I've been trying to understand the method here: https://www.biostars.org/p/222041/. Dr. Devon Ryan is so kindly trying to help me. I'm really struggling and I just don't understand specifically where in the code I am meant to change; I didn't want to keep bothering Dr. Ryan, so I emailed Prof. Smyth who said to ask here. The problem is I can get the code to run, but I want to make sure I am using the software correctly.
If someone had the time to glance at the code below and edit the line that I should change, so that the code reads: I input the pData (different age categories; sometimes two, sometimes more than 2 age categories) and gene expression data, and the output is a two-tailed F test with adjusted F test P values that tells me if the slope of the curve differs from 0, indicating a relationship between expression and age.I'm also not sure if I can use the same script for two age categories and more than two age categories.
The code:
The gene expression data (Table.tabbed) looks same for both 2-age, and more-than-2-age cases:
Gene Sample1 Sample2 Sample3 Sample4 Sample5 Sample6…. Gene1 5.2 5.05 5.01 4.96 5.31 4.834 Gene2 4.85 4.59 4.91 5.06 4.75 4.86 Gene3 7.68 7.30 7.58 7.64 7.44 7.69
and the pData file looks like this (Two-Age case):
Sample Age Sample1 Age2.5 Sample2 Age2.5 Sample3 Age2.5 Sample4 Age20 Sample5 Age20 Sample6 Age20
pData file: (More than 2 age category case):
Sample Age Sample1 3.0 Sample2 3.0 Sample3 10.0 Sample4 10.0 Sample5 50.0 Sample6 50.0
###########
This is the code that I use for both the two-age, and more-than-two-age category data sets:
library(limma) library(Biobase)
#Make an expression data set
expr <-as.matrix(read.table("Table",header=TRUE,sep="\t",row.names=1,as.is=TRUE))minimalSet <-ExpressionSet(assayData=expr) pData <-read.table("pData",row.names=1,header=TRUE,sep="\t") metadata <-data.frame(labelDescription=c("Age"),row.names=c("Age")) phenoData <-new("AnnotatedDataFrame",data=pData,varMetadata=metadata) exampleSet <-ExpressionSet(assayData=expr,phenoData=phenoData,annotation="Mouse430_2")
#Do limma
f <-factor(as.character(exampleSet$Age)) design <-model.matrix(~f) #I think this line is the first problem fit = eBayes(lmFit(exampleSet,design)) topTable(fit) #And I think this line is the second problem
############
The output (2-age case):
Removing intercept from test coefficients logFC AveExpr t P.Value adj.P.Val Gene1 -19.8 13.2 -19.6 9.3e-09 3.3e-05 Gene2 18.6 14.7 13.8 2.0e-07 3.6e-04 Gene3 13.0 12.4 11.0 1.4e-06 1.6e-03
The output (more than 2 age case):
Removing intercept from test coefficients fAge12.0 fAge23.0 fAge6.0 fAge9.0 AveExpr F PVal AdjPVal Gene1 5.3 10.08 2.4 3.2 2.0 5.7 3.5e-17 1.3e-13 Gene2 4.2 1.4 3.03 2.4 2.3 4.3 1.e-16 1.3e-12 Gene3 1.8 3.6 7.9 9.9 8.2 3.6 1.e-12 1.5e-11
If someone could tell me specifically what I should write/how I should edit the code so that I input the pData (different age categories; sometimes two, sometimes more than 2 age categories) and gene expression data, and the output is a two-tailed F test with adjusted F test P values that tells me if the slope of the curve differs from 0, indicating a relationship between expression and age. I have to stress, I can get the code to run, and I can get it to run if I modify certain things, it's just wanting to make sure that the code i'm running is actually doing what I want it to do. I appreciate it, thank you.
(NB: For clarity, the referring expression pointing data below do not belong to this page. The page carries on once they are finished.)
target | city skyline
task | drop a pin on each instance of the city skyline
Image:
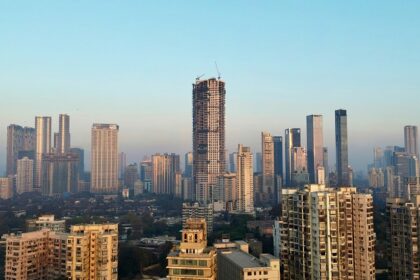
(352, 64)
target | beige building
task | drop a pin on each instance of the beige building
(164, 171)
(104, 158)
(327, 233)
(192, 259)
(92, 252)
(38, 255)
(267, 192)
(403, 216)
(209, 158)
(244, 180)
(25, 175)
(46, 221)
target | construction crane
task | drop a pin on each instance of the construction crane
(199, 77)
(217, 69)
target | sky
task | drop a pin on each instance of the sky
(133, 63)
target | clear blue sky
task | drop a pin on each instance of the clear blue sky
(133, 63)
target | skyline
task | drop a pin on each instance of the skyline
(281, 62)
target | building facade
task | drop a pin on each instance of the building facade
(341, 147)
(327, 233)
(209, 159)
(104, 158)
(43, 146)
(192, 259)
(315, 145)
(92, 252)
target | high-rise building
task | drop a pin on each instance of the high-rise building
(19, 139)
(192, 259)
(315, 145)
(63, 141)
(208, 136)
(81, 154)
(403, 219)
(244, 180)
(131, 175)
(37, 255)
(6, 187)
(188, 164)
(43, 146)
(327, 233)
(197, 211)
(232, 162)
(291, 140)
(278, 155)
(60, 173)
(164, 170)
(92, 252)
(104, 158)
(25, 175)
(258, 162)
(410, 140)
(268, 193)
(298, 166)
(341, 146)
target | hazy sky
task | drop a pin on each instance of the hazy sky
(133, 63)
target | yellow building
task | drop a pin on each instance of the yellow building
(92, 252)
(38, 255)
(192, 259)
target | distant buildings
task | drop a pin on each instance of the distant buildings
(19, 140)
(164, 171)
(267, 193)
(244, 180)
(192, 259)
(197, 211)
(411, 140)
(291, 140)
(43, 146)
(341, 146)
(315, 145)
(25, 175)
(104, 158)
(326, 233)
(60, 173)
(208, 136)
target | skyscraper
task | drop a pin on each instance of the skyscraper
(188, 165)
(43, 146)
(19, 139)
(208, 136)
(327, 233)
(342, 157)
(104, 158)
(244, 180)
(410, 140)
(268, 184)
(60, 173)
(63, 141)
(164, 170)
(25, 175)
(291, 140)
(315, 145)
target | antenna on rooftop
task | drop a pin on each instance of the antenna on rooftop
(217, 69)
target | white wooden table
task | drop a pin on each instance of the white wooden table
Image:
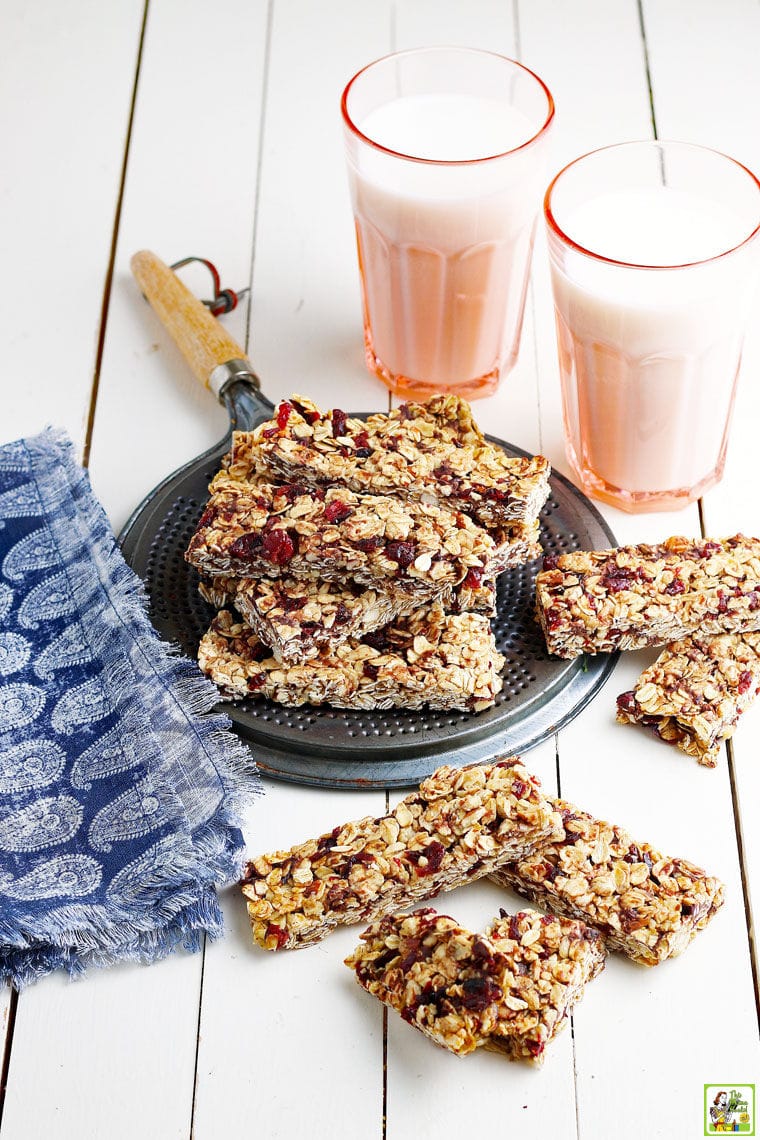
(212, 129)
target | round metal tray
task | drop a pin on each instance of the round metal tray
(341, 748)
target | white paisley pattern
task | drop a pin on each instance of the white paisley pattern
(64, 876)
(95, 716)
(33, 764)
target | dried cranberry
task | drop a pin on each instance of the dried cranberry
(627, 702)
(403, 553)
(479, 993)
(744, 681)
(247, 546)
(337, 511)
(376, 638)
(474, 578)
(410, 954)
(434, 855)
(293, 603)
(278, 933)
(279, 546)
(369, 545)
(340, 420)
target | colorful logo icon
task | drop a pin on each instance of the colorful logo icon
(729, 1109)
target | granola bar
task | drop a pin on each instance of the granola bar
(433, 453)
(300, 618)
(428, 659)
(511, 991)
(251, 530)
(695, 692)
(644, 903)
(598, 601)
(458, 825)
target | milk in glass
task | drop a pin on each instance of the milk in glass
(444, 244)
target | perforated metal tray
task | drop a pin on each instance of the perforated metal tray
(342, 748)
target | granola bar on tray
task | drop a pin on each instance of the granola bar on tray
(695, 692)
(644, 903)
(599, 601)
(431, 452)
(300, 618)
(247, 530)
(428, 659)
(458, 825)
(511, 991)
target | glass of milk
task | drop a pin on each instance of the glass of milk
(654, 258)
(446, 156)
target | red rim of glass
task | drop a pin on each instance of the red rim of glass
(444, 162)
(554, 225)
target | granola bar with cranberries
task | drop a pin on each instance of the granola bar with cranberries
(599, 601)
(645, 904)
(433, 453)
(430, 659)
(248, 530)
(302, 618)
(458, 825)
(695, 692)
(509, 991)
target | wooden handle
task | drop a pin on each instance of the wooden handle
(201, 339)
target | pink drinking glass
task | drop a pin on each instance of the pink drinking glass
(446, 153)
(654, 260)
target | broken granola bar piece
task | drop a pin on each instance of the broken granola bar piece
(427, 659)
(458, 825)
(645, 904)
(433, 453)
(695, 692)
(248, 530)
(599, 601)
(511, 991)
(302, 618)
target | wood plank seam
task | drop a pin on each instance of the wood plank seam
(112, 255)
(745, 880)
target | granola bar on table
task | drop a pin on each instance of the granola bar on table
(458, 825)
(428, 659)
(695, 692)
(599, 601)
(645, 904)
(333, 535)
(433, 453)
(511, 991)
(301, 618)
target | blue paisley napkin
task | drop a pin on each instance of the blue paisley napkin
(120, 789)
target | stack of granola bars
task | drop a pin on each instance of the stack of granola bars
(353, 562)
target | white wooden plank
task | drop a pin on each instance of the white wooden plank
(287, 1033)
(65, 94)
(130, 1020)
(632, 1020)
(190, 189)
(305, 326)
(720, 47)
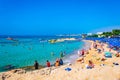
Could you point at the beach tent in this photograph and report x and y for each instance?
(108, 54)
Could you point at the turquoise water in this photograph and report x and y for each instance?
(27, 50)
Thank you so much. Can I ask, regarding the F test, you can see from my above code that for the two-age test, I get a T test p value and for the more-than-two age category, I get a two-tailed F test p value. I understand that the T and F test are related; I'm wondering if it's possible to obtain a two-tailed F test score/p value from a two-age-category data set?
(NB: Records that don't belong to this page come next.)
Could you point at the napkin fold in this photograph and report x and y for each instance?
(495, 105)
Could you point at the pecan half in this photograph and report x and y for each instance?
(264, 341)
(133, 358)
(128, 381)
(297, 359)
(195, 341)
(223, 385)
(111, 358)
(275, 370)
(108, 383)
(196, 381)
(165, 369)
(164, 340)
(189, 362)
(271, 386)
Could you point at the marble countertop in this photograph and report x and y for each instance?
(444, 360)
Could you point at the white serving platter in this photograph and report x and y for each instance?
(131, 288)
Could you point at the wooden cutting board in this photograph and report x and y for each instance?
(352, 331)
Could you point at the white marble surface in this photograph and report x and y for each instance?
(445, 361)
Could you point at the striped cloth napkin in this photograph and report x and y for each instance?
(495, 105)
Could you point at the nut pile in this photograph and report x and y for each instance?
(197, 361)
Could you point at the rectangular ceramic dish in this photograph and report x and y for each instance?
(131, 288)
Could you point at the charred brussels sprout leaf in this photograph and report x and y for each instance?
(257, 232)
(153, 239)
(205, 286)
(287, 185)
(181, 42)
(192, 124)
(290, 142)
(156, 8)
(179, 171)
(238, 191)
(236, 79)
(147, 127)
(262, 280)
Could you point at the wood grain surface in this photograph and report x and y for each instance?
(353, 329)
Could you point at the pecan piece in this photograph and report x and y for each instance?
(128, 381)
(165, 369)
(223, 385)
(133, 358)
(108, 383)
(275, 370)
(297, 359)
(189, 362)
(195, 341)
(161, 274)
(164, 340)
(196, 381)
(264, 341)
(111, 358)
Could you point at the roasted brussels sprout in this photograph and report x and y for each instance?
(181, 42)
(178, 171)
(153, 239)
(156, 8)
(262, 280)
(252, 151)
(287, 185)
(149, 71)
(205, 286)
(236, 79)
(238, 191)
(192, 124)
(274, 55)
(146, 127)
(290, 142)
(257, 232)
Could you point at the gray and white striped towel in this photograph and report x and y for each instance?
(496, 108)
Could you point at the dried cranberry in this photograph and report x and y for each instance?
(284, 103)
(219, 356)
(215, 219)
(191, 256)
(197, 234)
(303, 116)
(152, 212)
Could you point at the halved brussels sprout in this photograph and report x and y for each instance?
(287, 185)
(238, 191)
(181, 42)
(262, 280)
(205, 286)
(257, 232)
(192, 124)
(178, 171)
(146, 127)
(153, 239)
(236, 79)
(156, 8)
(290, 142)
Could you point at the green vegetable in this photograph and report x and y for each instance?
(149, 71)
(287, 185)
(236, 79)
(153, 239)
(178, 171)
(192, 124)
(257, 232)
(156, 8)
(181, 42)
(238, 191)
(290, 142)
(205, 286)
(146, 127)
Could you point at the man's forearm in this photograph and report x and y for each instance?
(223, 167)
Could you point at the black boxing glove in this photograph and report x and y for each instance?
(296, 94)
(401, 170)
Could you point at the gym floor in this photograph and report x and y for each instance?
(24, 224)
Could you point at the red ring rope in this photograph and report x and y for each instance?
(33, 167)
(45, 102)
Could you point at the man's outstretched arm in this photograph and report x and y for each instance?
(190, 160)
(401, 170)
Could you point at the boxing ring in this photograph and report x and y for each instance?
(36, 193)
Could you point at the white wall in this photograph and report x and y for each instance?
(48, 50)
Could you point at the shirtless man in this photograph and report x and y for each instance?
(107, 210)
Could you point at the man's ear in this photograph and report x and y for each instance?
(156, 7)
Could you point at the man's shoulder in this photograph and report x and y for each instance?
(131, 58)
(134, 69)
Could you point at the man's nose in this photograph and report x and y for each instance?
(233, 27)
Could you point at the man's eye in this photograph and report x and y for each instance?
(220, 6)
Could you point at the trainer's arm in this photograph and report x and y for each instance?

If you square the t-statistic for a two-tailed t-test, you'll get a F-statistic for the corresponding F-test. They'll give the same p-values, but the t-statistic is more direct and easier to interpret. Note that the F-statistic is not directional in this setting, so it doesn't make sense to talk about a "two-tailed" F-test. While the F-test will pick up changes between groups in any direction, the tails refer to the number of rejection regions and we're only interested in extreme F-statistics, i.e., the upper tail.